Sometimes the demise of a local hotel, and the consequent devastation to the village economy, came hand-in-hand with changing patterns in tourism, as a gradual falling-off of business set in. Other times it happened overnight, with a fire.

The villages of Port Sydney, Windermere and Rosseau experienced, as these books illustrate so clearly, major ebbs and flows as a new enterprise started or and existing operation closed. For a small village, community fate can turn on a single event.

Such a prospect of decline faced Windermere, where the Aitkin family's homestead had expanded over the decades through a series of bold and artful additions to become "The Lady of the Lake." Then on the night of February 27, 1996 a disastrous fire, during filming of the movie "A Long Kiss Goodbye," resulted in the historic resort burning to the ground. Windermere House had seemingly met the same incendiary fate that ended so many legendary resort hotels whose stories are also told in these books.

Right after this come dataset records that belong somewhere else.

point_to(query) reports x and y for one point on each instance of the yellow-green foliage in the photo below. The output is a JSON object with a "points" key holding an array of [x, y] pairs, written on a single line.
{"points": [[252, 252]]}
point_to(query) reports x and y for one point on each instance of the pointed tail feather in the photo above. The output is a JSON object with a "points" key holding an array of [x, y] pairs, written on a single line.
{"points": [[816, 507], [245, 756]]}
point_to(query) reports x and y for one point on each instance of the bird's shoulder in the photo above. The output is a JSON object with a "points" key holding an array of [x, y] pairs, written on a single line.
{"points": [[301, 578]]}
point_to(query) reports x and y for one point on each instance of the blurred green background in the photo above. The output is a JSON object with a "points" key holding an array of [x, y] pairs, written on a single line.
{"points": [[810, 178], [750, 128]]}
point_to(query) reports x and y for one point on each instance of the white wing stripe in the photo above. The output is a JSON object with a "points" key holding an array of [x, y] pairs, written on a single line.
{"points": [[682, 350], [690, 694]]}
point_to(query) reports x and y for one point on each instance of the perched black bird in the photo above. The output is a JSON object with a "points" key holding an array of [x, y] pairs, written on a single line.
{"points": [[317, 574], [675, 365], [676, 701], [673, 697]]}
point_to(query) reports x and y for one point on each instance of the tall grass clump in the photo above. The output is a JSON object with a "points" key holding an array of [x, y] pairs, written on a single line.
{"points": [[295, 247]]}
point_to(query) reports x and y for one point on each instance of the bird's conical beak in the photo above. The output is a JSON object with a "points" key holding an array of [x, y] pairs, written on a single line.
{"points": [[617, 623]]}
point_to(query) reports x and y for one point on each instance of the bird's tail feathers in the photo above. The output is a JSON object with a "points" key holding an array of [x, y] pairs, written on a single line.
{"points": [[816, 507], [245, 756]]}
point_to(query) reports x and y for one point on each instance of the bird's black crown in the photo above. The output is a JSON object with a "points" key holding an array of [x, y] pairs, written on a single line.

These accounts do not delve into the murky realm of accidental fire, arson, and insurance claims. For instance at Port Sydney, the popular Germanic resort "Grunwald," built to resemble a German Black Forest castle and attracting people for dances and entertainment from all around Mary Lake with frequent special evening excursions aboard the steamer Gem arriving from Huntsville, suddenly lost business with outbreak of war in 1914 as anti-German feeling swept Muskoka, forcing the proprietors to close the place. The very same night the war ended in November 1918, the Grunwald burned to the ground. Johnson ventures no further than to say this happened "mysteriously." The same could be said of other resorts which turned to smoldering ashes.

As for Windermere House, however, the story is almost unique in Muskoka, since the fire was not a goodbye kiss. The hotel was rebuilt to resemble the style and elegance of the original, but to current codes and standards, and reopened in time for the 1997 summer season. Author Tatley salutes owners James Twiss and William Wakefield "for demonstrating the courage and foresight" to rebuild the beautiful resort after the fire, "tastefully restoring one of Lake Rosseau's loveliest landmarks and an essential component of the Muskoka scene." Tatley added a larger truth when he continued, they "may have saved the village of Windermere itself from oblivion."

These books, offering richly illustrated Muskoka history in up-close glimpses through stunning photographs and unvarnished details of village life in Rosseau, Port Sydney, and Windermere, likewise save the deeply moving saga of our district's story from oblivion.